Japan: Shift From Pacifism to a Military Power?



Bringing you live, 24/7 coverage from the mind of a less-than-humble foreigner in Japan. Our top discussion this week: how best to respect the dead. As all Japanese citizens celebrated the holiday of Obon this week by spending time with family, honoring their ancestors with visits to their graves, and enjoying their lives together, so did Prime Minister Junichiro Koizumi honor the fallen during World War II at the Yasukuni war shrine.

August 6th, 1945 - The first atomic bomb falls on Hiroshima
August 9th, 1945 - The second nuclear payload is released upon Nagasaki
August 15th, 1945 - Japan's official surrender to the Allied Powers, ending the war on the eastern front

Although Japan made a formal constitution and commitment to cease being a military power shortly after their surrender, there still remained the controversial issue of how to respect the fallen soldiers. Certainly when we honor those brave men and women who gave their lives for their country in the United States on Veterans' Day, we do not intend for it to be a slap in the face to a former enemy, to disrespect the loss of life that occurred across the entire world.

And yet that seems to be the case in Japan. PM Koizumi made national headlines this week for visiting the war memorial on the historic anniversary of the Japanese surrender. And while some might see this as a dutiful and necessary respect for the past, Korea, China, and many Japanese citizens have taken an issue with these visits.
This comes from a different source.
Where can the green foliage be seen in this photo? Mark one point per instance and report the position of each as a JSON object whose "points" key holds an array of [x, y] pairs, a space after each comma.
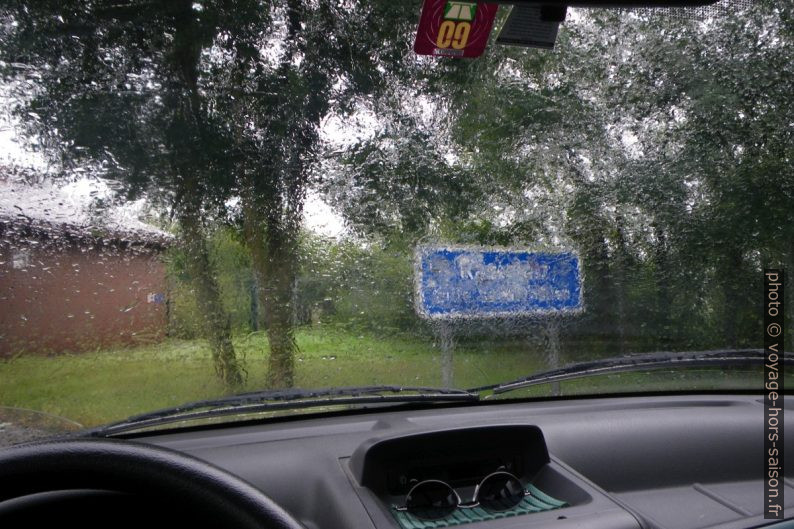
{"points": [[234, 277]]}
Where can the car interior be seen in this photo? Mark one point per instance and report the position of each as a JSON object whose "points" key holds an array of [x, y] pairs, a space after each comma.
{"points": [[651, 459]]}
Koizumi is well-known for his frequent visits to Yasukuni over the years.

Many consider his visits as a sign that Japan has not fully atoned for the mistakes of its past, while others side with Koizumi, and believe honoring those who lost their lives, who gave up everything they had for their country, deserve some recognition on August 15th of all days. Although these actions, taken by themselves, might be harmless, Koizumi has been a very radical PM given Japan's history. His decision to send the self-defense force to Iraq sparked immediate controversy about whether Japan was slowly edging its feet towards the door of becoming a military power once more.

The Foreign Voice

Regardless of how much international attention Koizumi has brought upon Japan's military involvement in recent months, he will be leaving office next month. The entirety of the self-defense force is now safely back within Japanese territory, and Koizumi's visits to Yasukuni, whether appropriate or not for a man in his position, cannot change international policy within his last month of office.




And this has not been the best week for Japan to shy away from military action. Just this Wednesday a Japanese fisherman was shot and killed north of Hokkaido in disputed waters between Japan and Russia. After the Russian border patrol had made the shot, the boat was then seized and confisicated by the Russian government. Both countries have a claim to this territory. The Japanese refer to the islands north of Hokkaido as the Northern Territories, whereas Russia prefers the name Southern Kuriles. In any case, disputes over this island chain has been one of the longstanding reasons why there has been no peace treaty between Japan and Russia since WWII.